Bei Bernstein war es ein tief im Humanismus verankertes Gefühl, das ihn schon weit früher Mitleid mit den Armeniern empfinden ließ. Der jüdische Schriftsteller Franz Werfel hat in seinem historischen Roman Die 40 Tage des Musa Dagh dem Schicksal der Armenier ein Denkmal gesetzt. Darin läßt er den Hauptverantwortlichen für die Greuel, Enver Pascha, über den amerikanischen Botschafter, der sich gegen die türkische Armenienpolitik gewandt hatte, sagen: "Mr. Morgenthau ist Jude. Und die Juden stehen immer fanatisch auf seiten der Minderheit." Und in Edgar Hilsenraths Armenierroman Das Märchen vom letzten Gedanken scheint die Parallelität der Verfolgungsschicksale von Juden und Armeniern durch. Darin tritt ein Major auf, der Galizien besucht und dort feilschende Juden beobachtet hat. Diesen läßt Hilsenrath den Schluß ziehen: "Wie Armenier. Diese beiden Völker sind fast zum Verwechseln. Es ist unglaublich."

Die staatlich gelenkten Deportationen und die systematische Ermordung von Armeniern in einer Größenordnung zwischen sechshunderttausend und 1,5 Millionen Menschen allein in den Jahren des Ersten Weltkrieges werden unter anderem mit der Transformation des multi-ethnischen Osmanischen Reiches in einen Nationalstaat mit pantürkischer Ideologie erklärt. Die Armenier waren die größten Opfer dieser nationalistischen Erhebung, aber auch die Juden bekamen später die Türkisierung zu spüren. An der Wende des fünfzehnten Jahrhunderts lebten in der Türkei hunderttausend Sefardim.

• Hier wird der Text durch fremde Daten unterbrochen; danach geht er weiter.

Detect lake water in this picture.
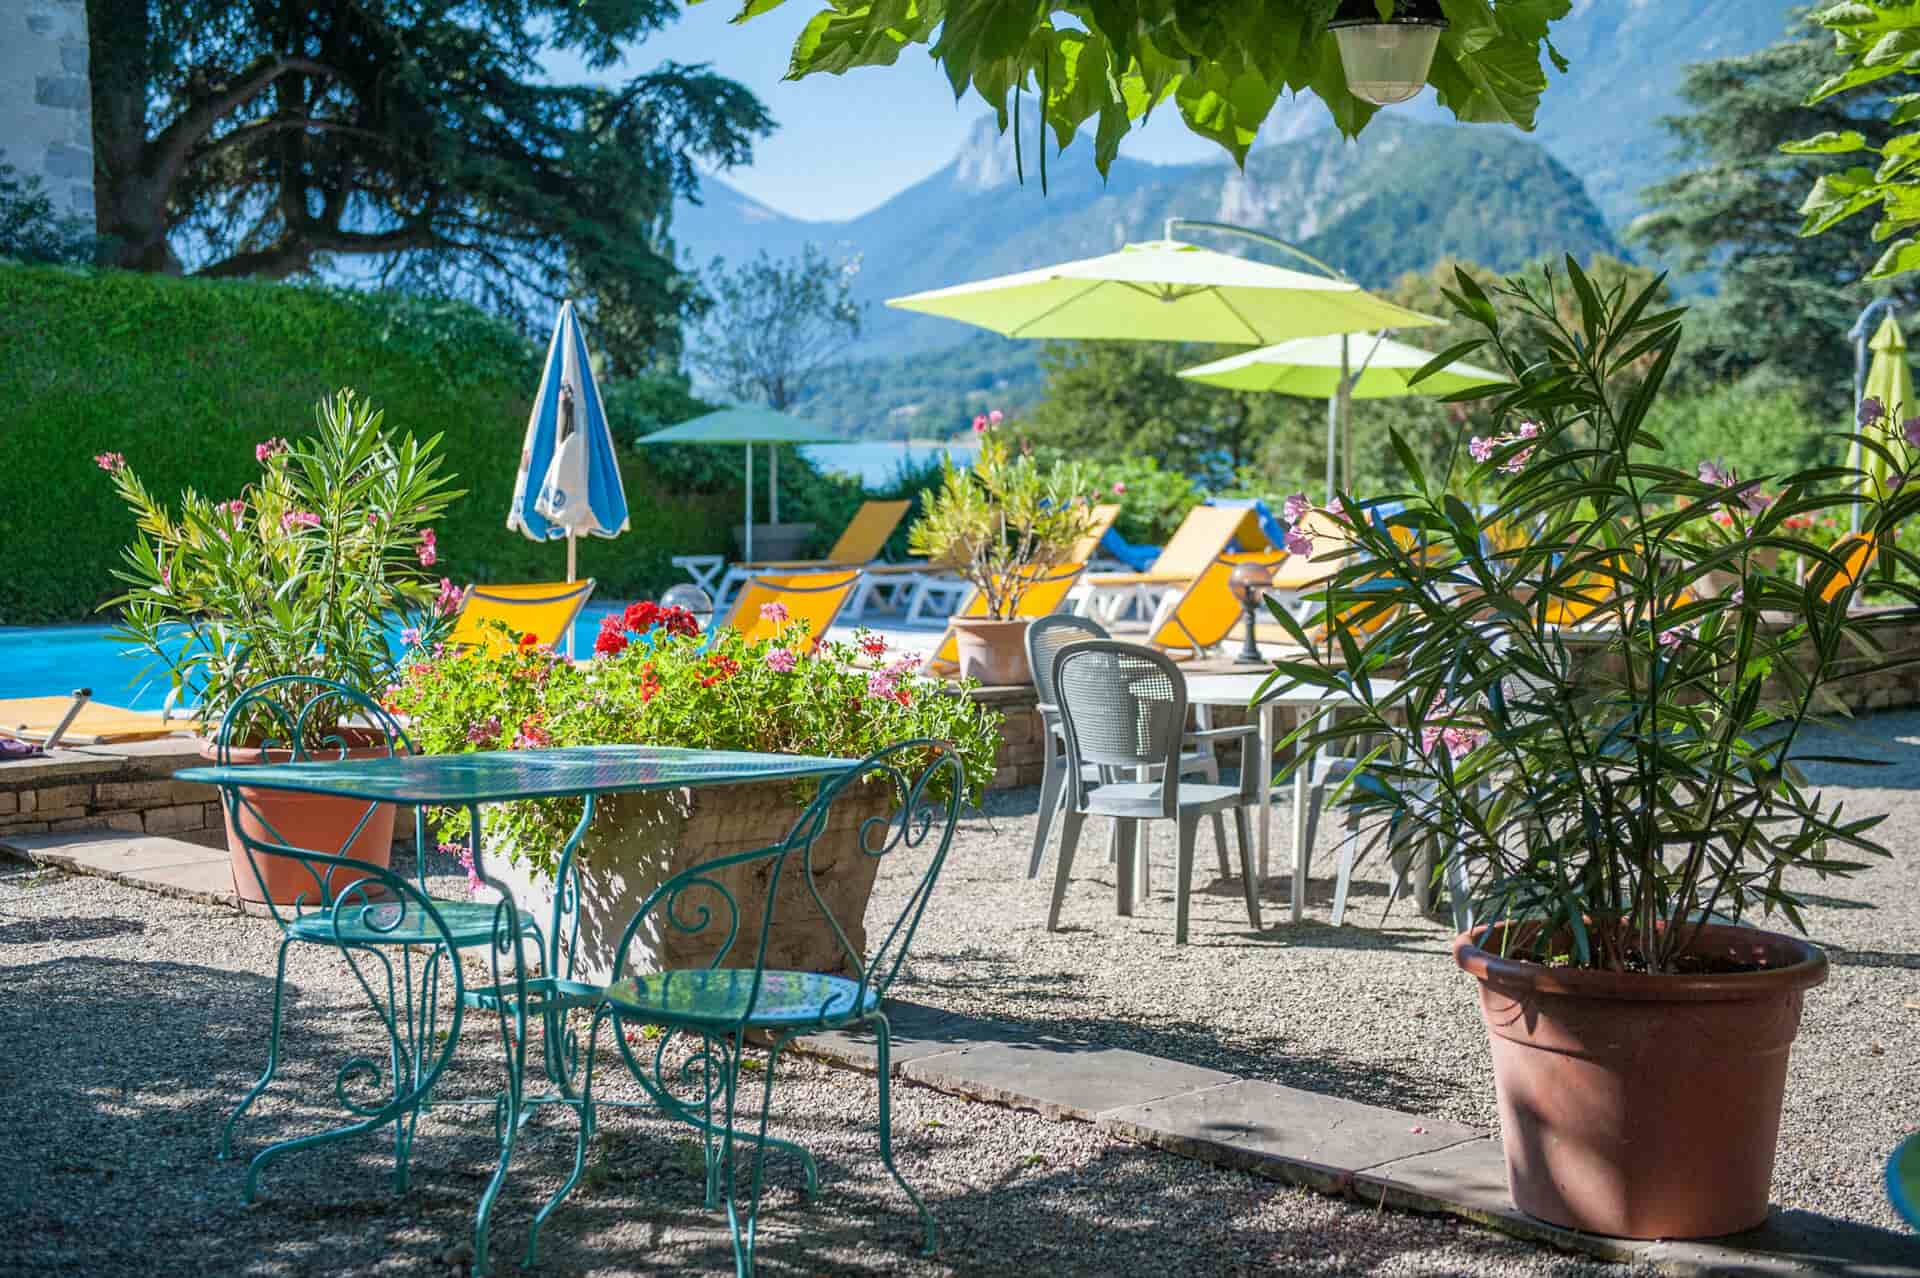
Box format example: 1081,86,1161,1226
800,440,978,489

Doch mit der Ruhe im türkischen Herrschaftsbereich war es zu Beginn des Ersten Weltkriegs zu Ende. Die türkische Judenpolitik schlug von da an teilweise in offenen Antisemitismus um.

Als 1917 in Palästina Greueltaten der türkischen Soldaten an der jüdischen Bevölkerung bekannt wurden, lenkte der sozialdemokratische Abgeordnete im Deutschen Reichstag, Oskar Cohn, die Aufmerksamkeit auf die bedrohliche Lage der unter türkischer Herrschaft lebenden Juden. Der türkische Befehlshaber in Palästina, Djemal Pascha, hatte begonnen, Tausende Juden aus Tel Aviv zu vertreiben, und war im Begriff, die jüdische Palästinakolonisation zu zerschlagen. In Jaffa war es zu vereinzelten Spionagefällen und zur Kollaboration radikaler zionistischer Gruppen mit Engländern gekommen. Djemal Pascha reagierte auf diese Vorkommnisse mit der "Umsiedlungsaktion". Am Ende der Budgetkommissionssitzung des Reichstags am 7. Mai 1917 brachte Cohn die antijüdischen Maßnahmen in Palästina zur Sprache.

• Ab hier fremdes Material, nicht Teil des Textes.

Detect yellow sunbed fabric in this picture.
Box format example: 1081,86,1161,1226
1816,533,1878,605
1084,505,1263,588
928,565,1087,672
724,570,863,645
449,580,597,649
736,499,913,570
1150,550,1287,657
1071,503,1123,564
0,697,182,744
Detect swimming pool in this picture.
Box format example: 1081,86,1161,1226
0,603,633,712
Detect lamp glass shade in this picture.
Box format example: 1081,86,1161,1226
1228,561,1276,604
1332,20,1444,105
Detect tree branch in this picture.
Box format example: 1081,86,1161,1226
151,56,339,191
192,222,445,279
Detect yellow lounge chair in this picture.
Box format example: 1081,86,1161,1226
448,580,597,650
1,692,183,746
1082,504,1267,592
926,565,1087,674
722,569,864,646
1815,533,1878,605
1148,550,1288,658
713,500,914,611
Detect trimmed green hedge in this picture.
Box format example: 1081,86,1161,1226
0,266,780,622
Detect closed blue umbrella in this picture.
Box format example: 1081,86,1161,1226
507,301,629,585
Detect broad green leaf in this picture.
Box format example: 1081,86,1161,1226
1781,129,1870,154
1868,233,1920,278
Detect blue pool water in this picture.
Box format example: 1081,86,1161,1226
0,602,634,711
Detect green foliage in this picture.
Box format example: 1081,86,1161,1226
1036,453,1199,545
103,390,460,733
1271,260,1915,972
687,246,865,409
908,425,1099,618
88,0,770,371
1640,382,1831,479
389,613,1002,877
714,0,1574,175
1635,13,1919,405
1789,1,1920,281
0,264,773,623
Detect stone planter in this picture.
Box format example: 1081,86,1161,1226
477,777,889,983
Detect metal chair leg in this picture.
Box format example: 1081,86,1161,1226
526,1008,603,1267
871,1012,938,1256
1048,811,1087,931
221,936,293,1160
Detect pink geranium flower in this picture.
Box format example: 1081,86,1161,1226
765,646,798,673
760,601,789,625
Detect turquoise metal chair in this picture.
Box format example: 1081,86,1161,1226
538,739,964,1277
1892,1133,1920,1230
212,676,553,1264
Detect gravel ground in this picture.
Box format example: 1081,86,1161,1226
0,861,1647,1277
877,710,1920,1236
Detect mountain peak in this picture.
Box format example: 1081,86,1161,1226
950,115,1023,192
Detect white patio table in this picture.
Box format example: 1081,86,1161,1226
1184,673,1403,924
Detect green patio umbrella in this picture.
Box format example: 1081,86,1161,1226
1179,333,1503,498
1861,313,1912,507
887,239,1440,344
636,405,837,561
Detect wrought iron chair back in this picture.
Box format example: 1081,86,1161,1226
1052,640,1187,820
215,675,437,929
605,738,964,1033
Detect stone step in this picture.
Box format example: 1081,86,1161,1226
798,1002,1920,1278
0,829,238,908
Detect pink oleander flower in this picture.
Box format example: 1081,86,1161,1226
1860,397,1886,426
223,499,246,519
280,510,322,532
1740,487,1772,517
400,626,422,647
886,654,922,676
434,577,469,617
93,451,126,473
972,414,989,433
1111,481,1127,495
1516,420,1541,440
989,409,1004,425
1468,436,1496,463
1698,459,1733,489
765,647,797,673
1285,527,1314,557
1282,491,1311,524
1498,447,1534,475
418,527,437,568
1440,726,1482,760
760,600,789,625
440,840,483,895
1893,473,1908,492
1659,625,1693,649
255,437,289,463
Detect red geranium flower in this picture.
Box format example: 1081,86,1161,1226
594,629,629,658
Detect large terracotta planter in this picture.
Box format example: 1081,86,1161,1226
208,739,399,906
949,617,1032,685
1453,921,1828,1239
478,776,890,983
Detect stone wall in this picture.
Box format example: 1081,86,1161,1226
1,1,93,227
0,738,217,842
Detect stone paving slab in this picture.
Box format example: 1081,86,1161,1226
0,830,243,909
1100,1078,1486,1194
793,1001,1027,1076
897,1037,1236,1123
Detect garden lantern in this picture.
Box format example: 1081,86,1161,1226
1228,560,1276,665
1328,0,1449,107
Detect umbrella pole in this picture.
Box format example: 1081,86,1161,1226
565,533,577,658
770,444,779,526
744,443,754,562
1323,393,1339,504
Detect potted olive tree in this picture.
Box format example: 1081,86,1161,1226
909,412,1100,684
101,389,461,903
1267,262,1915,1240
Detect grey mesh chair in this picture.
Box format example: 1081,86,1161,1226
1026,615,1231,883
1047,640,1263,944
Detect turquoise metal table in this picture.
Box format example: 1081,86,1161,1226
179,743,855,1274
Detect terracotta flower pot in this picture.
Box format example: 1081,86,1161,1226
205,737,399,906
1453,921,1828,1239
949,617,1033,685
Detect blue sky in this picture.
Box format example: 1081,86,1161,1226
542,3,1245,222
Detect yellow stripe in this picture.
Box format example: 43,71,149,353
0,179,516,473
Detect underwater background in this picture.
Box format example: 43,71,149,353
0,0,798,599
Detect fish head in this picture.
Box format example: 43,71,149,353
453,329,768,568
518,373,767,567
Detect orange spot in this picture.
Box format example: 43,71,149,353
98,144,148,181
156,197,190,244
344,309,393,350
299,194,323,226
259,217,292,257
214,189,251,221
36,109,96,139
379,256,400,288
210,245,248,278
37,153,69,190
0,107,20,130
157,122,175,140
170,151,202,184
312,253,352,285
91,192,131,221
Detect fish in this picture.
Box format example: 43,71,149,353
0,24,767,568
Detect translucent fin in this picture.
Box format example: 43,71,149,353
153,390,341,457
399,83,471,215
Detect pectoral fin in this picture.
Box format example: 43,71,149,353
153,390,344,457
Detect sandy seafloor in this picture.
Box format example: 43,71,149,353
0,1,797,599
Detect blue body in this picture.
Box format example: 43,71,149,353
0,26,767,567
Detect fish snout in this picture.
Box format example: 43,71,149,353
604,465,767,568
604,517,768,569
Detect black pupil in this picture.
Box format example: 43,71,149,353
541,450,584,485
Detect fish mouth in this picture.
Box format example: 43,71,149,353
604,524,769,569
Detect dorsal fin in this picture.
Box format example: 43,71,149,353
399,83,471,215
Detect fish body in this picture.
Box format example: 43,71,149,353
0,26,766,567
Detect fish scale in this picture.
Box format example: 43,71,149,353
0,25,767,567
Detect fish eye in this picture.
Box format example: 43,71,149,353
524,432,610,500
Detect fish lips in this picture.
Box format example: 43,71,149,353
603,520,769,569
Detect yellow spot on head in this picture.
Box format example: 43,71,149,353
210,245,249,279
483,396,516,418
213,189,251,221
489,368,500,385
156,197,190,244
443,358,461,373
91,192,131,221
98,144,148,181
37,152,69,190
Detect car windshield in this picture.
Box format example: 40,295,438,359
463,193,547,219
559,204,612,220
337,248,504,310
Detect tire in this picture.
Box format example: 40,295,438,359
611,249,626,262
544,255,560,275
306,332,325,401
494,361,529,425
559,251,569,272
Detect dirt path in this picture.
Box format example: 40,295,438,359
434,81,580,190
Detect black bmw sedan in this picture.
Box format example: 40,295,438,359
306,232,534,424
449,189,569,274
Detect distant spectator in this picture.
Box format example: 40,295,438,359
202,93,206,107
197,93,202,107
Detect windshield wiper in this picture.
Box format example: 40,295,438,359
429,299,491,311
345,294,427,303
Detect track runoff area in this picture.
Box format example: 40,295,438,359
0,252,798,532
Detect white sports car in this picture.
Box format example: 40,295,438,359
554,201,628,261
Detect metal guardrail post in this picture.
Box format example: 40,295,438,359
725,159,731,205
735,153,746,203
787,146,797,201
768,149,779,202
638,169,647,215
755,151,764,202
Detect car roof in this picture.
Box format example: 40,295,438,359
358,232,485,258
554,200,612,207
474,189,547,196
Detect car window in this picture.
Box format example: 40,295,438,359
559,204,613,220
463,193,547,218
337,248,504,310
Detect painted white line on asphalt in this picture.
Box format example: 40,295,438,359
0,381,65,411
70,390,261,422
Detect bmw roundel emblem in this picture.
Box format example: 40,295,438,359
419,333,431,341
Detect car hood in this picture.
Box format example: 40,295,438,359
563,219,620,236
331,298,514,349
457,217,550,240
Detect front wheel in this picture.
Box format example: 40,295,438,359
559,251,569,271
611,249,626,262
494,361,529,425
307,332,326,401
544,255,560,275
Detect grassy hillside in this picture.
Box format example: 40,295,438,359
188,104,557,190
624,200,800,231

Bereits einen Tag später gab der Staatssekretär des Auswärtigen Amtes, Arthur Zimmermann, in der Sitzung des Reichshaushaltsausschusses eine Erklärung zu der Cohnschen Eingabe ab. Er versuchte, den Sachverhalt zunächst herunterzuspielen. Jedoch könne die Reichsregierung kein Interesse daran haben, mit Vorfällen in Verbindung gebracht zu werden, die allein in der Verantwortung der Türkei lägen. Dies war ein Hinweis auf die türkische Armenierpolitik, der Hunderttausende zum Opfer gefallen waren. Es war bekannt, daß die Regierung Djemal Paschas nicht gerade judenfreundlich eingestellt war. Zimmermann bestätigte jedoch nur, daß ein Befehl zur Evakuierung Jaffas als "Vorsichtsmaßregel" getroffen worden sei. Er rechtfertigte dies mit militärischen Notwendigkeiten der türkischen Streitkräfte, die bereits die Engländer in Gasa zurückgeschlagen hätten und nun versuchten, auch mit deutscher Unterstützung ein erneutes britisches Vordringen in Palästina zu verhindern. Alle weiteren Behauptungen, die in der Presse aufgetaucht seien, bezeichnete Zimmermann als erfunden.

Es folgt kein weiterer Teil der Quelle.